Troy laughed. “But you’re going to find out.”
Hell. He probably was.
Sean leaned in. “And we’ve got the land part covered. If it works for you, anyway.”
“You’ve got farmland?”
Troy nodded. “And a farmhouse. Sean and Branna are living there and renovating it.”
“And we’ve got a room ready and finished for you.”
“You in?” Troy held up his beer again.
Sean and Marcus did the same, all three watching him.
Was he in?
He thought about the pros and cons. Finally, he shrugged. “Maybe.” Then he lifted his beer and clinked with the others.
He didn’t fool any of them.
He was in.
Isla waved at her new friends as the truck pulled out of the driveway. She’d spent the night at Midnight Lake with Tansy and the rest of her crew. She wasn’t sure she had them all straight yet, but she’d met Graham of the ready-to-go meals and his partner Aisling, an amazing carpenter.
They’d helped her scour the buildings on the lodge’s property for old windows and wood Isla could use. Eventually, she wanted to build several greenhouses, but the first would be her practice.
Like Tansy, Isla wanted to do as little environmental damage as possible. Reusing was good for the world and good for the budget. These greenhouses wouldn’t use plastic. She was going to reuse old windows and doors instead.
To get started, she had a stack of wood, a few doors, and several stacks of windows. Aisling and Graham had offered to stay to help, but Isla had waved them off. She was in the planning stages and would rather save her requests for help when she was neck-deep in building because that was something she’d never done before.
She’d looked up a bunch of websites, but now she had materials, and she could get more serious about making an actual plan. While they’d been searching for materials in the sawmill and the other buildings on Tansy’s amazing property, Aisling had given her a ton of suggestions to help her.
Isla knew there wasn’t any rush. Tansy hadn’t invested in this property with her to earn a profit. Her friend knew most of Isla’s ideas and experiments were long-term ones with the aim of feeding the hungry around the world and eventually in space. That didn’t happen quickly, and none of her experiments guaranteed success. Science was more often about failure and learning than it was about success. Failures helped refine the process and eliminate dead ends.
Still, she wanted to jump in immediately and get started. She wanted to make this land feel like hers.

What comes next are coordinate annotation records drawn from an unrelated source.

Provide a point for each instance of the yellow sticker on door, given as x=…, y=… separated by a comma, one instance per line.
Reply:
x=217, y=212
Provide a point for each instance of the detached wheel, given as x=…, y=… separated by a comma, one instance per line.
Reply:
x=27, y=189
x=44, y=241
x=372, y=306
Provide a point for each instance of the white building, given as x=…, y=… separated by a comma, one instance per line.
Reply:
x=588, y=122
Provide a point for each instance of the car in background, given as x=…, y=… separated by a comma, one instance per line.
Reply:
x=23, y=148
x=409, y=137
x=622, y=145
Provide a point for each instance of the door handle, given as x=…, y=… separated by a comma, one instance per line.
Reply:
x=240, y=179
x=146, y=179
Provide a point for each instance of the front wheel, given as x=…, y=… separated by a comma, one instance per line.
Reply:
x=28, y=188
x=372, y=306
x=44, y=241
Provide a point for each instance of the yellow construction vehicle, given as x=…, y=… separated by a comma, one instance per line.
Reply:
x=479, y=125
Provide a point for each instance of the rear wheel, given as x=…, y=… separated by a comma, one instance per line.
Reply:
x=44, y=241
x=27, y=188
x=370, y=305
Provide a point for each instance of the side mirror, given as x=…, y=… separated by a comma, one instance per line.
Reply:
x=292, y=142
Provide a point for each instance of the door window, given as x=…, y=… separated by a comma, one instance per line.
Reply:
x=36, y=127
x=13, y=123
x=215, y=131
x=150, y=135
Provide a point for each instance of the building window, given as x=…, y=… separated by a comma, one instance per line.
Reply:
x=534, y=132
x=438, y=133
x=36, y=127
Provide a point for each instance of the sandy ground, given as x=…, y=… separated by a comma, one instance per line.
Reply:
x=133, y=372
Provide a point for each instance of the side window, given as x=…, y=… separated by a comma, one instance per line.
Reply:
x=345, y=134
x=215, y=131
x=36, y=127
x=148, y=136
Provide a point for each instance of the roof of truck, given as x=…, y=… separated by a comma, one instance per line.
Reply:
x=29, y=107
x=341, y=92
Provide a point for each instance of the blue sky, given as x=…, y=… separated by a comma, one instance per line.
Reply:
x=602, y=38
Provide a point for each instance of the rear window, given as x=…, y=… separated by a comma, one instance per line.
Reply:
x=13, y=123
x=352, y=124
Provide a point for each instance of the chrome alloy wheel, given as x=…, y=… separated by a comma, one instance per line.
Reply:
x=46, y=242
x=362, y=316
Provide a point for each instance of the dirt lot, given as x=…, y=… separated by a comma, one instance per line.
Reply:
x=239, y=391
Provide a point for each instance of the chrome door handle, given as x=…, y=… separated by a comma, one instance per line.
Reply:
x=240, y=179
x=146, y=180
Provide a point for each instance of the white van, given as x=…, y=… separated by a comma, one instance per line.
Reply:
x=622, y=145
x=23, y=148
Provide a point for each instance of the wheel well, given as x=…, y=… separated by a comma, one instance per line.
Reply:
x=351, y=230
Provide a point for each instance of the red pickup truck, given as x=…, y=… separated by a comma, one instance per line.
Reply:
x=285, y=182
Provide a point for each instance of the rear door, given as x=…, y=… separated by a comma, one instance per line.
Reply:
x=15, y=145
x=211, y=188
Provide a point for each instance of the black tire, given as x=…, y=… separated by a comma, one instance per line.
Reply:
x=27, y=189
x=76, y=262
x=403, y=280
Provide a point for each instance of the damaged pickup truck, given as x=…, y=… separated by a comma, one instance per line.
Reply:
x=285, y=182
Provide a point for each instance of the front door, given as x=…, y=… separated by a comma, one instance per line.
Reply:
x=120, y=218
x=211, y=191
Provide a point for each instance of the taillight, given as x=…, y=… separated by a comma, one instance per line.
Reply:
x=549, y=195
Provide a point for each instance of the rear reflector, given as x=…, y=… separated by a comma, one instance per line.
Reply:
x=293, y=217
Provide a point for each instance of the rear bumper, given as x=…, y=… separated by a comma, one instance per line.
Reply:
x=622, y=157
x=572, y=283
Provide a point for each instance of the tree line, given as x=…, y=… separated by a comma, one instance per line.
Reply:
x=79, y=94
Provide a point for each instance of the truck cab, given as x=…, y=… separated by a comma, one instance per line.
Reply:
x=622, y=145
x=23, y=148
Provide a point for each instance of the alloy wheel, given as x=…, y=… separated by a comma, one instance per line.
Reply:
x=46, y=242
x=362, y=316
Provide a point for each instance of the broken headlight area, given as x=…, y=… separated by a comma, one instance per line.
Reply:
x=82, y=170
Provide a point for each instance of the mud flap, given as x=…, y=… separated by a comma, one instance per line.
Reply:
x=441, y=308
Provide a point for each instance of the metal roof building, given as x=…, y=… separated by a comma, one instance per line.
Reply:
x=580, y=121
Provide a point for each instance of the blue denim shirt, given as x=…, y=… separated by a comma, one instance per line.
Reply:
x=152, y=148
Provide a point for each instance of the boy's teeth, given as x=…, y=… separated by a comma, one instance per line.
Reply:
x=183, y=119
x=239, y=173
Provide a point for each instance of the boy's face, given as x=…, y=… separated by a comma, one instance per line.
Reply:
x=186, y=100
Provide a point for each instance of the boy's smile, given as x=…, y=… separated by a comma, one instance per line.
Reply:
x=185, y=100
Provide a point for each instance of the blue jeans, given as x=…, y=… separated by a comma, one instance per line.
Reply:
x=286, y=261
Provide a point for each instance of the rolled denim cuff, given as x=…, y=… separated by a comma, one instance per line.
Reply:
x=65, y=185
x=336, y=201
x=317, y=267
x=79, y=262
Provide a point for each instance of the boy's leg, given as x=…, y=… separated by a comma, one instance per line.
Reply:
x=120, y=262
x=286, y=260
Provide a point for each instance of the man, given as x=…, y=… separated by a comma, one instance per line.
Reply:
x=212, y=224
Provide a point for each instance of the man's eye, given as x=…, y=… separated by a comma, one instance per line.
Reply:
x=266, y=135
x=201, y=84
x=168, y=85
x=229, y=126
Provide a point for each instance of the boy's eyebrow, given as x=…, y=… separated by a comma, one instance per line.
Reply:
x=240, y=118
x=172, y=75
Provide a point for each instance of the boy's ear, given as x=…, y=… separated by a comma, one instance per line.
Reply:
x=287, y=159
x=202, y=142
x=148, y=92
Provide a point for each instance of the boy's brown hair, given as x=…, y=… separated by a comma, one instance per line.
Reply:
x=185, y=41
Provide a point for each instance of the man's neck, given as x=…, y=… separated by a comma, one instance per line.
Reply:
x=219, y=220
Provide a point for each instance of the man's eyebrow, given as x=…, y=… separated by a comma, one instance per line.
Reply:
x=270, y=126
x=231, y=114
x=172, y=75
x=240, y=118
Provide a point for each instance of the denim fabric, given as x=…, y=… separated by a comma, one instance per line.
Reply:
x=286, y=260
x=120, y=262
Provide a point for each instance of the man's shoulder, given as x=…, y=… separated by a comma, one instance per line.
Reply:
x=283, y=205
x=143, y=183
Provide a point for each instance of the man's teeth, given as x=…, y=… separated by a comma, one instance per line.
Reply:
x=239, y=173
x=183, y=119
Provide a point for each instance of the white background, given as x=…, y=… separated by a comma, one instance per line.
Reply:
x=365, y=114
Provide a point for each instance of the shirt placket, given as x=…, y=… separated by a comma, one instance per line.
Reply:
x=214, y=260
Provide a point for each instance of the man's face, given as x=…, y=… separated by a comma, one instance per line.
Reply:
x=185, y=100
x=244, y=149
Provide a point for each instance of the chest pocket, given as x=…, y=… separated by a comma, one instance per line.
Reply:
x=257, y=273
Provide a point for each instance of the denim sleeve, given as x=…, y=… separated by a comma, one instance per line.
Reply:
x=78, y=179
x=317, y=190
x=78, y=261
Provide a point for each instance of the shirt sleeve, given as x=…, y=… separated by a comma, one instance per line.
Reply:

The first order of business was to spread out the windows and doors to find out what pieces would fit together to make a rectangular wall. She needed two sets of matching sizes to make the four walls. Probably more challenging than it sounded, with all of her materials being different sizes.
A large plot for a vegetable garden sat directly behind the cottage. Behind that, the land was relatively flat and would work for at least her first greenhouse, possibly two or three. The barn was behind that, off to the right-hand side of the property. Behind it was more land she could use further down the road.
Isla lifted the first window off the stack and brought it over to the flat area. This window was about three feet wide and at least five feet tall. If there was a matching one, it could fit above. That would give her ten feet of height. Plus, the wood she’d need to make the frame along the top and the bottom. Maybe that was too tall. She wanted to do most of the work herself.
An hour later, Isla had windows and doors spread all over the yard, and she was no closer to a plan than she had been at the beginning.
While she had a logical brain that excelled at science, her visual-spatial sense had never been strong. She struggled to picture the layout as a finished project and couldn’t picture at all how to complete the task.
The videos she watched said to have someone good at math figure out the layout. Super helpful. She’d rearranged the windows dozens of times and hadn’t found a method that worked.